東西103、南北52キロ㍍と東西に長い埼玉県は面積3800平方km。日本の都道府県の中では、広さでは39番目。狭い方から9番目といった方がいいだろう。
NHKの夕方の天気予報を見ていれば分かるように、東京都よりは大きい。面積では、東京都は45位、大阪府は46位なのだ。
全国に8つある内陸県(海なし県)で、7つの都道県に囲まれている。東京都、千葉、茨城、栃木、群馬、長野、山梨県である。
隣接県が一番多いのは長野県の8つで、岐阜県は埼玉と同じ7つだ。
この中に埼玉県は723万人(15年5月1日)の人口を持ち、東京都、神奈川県、大阪府、愛知県に次ぎ5位。人口密度は1平方キロ㍍当たり1900人で、東京都、大阪府、神奈川県に次いで4位である。
市町村は、市が40と日本一、町は22、村は1つだけ。計63の市町村がある。
埼玉県には「日本一」がけっこうある。「市の数」もその一つ。愛知の38、千葉の37、北海道の35をしのぐ。
市とは一体何だろうか。地方自治法第8条では①原則として人口5万以上②中心市街地の戸数が全戸数の6割以上③商工業等の都市的業態に従事する世帯人口が全人口の6割以上――という条件がある。

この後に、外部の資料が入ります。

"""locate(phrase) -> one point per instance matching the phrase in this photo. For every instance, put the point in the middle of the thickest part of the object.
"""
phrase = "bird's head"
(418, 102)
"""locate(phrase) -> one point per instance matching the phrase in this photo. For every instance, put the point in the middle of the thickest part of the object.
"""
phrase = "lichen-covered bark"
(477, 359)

埼玉県の場合、市の人口はさいたま(125万、全国の市では9位)を筆頭に、川口(57万)、川越(35万)、所沢(34万)、越谷(33万)(14年6月)の順で並んでいる。
埼玉の市の特徴は、五日市とか六日市とかいった市場の所在地ではなく、元宿場町が多いことだ。埼玉では、日光・奥州街道(現在の4号線)、京都三条大橋に至る中山道(現17号線)に沿って、宿場町が形成された。
それが基礎になって、日本の高度成長が始まる昭和30年代後半から、東京の衛星都市として転入者が激増、昭和35年(1960年)から25年間に県南地域を中心に埼玉の人口は2.4倍に膨れ上がった。それが、日本一の市の数を生んだ背景にあることは言うまでもない。

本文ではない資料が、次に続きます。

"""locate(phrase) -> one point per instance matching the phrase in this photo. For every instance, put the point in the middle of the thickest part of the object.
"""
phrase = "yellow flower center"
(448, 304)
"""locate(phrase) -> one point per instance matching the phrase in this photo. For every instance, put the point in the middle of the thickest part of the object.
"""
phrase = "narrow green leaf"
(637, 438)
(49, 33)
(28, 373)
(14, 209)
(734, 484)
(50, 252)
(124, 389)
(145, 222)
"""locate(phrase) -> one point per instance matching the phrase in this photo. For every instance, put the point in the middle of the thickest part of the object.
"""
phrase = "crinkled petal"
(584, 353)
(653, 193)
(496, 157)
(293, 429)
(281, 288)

市町村の総数では、北海道の179、長野県の77についで3位。北海道は町が129で1位、長野県は村が35で1位だ。
比較の対象を日本から世界に目を転じてみよう。
UNFPA(国連人口基金)の「世界人口白書」(2014年)によると、人口が700万人台の国は、多い順からイスラエル、ヨルダン、パプアニューギニア、香港、ブルガリア、トーゴの6つある。

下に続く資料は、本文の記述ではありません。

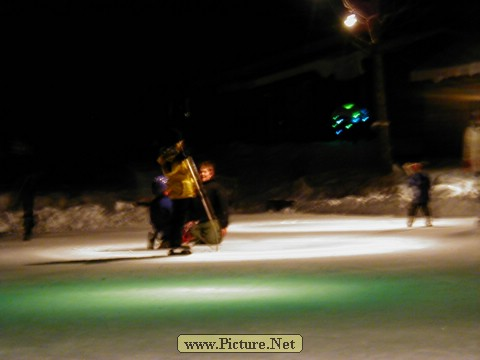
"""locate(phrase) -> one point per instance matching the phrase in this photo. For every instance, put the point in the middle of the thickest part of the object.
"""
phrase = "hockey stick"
(205, 200)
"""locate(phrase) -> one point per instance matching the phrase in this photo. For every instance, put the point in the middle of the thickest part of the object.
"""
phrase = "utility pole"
(368, 13)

埼玉県の人口は香港730万、ブルガリア720万の間で102番目になる。
国連加盟国は193なので、ざっと数えて人口では中ぐらいの国だと言える。
「グラフで見る2011年度県経済のすがた」などによれば、埼玉県の名目GDP(この場合は県内総生産)は、20兆3700億円(2577億ドル)で、OECD加盟国の国内総生産と比較すると、22位のフィンランドと23位のチリとの間。つまり23位である。
国内では、東京都、大阪府、愛知県、神奈川県についで5位になっている。
県内総生産で、主要国の中で23位とは思いもかけなかった順位で、埼玉県の実力に驚いた。
ところが、一人当たり県民所得(12年度)になると、280万6千円で、03年度(292万2千円)さえ下回り、関東地方1都6県の最低と言うからまた驚く。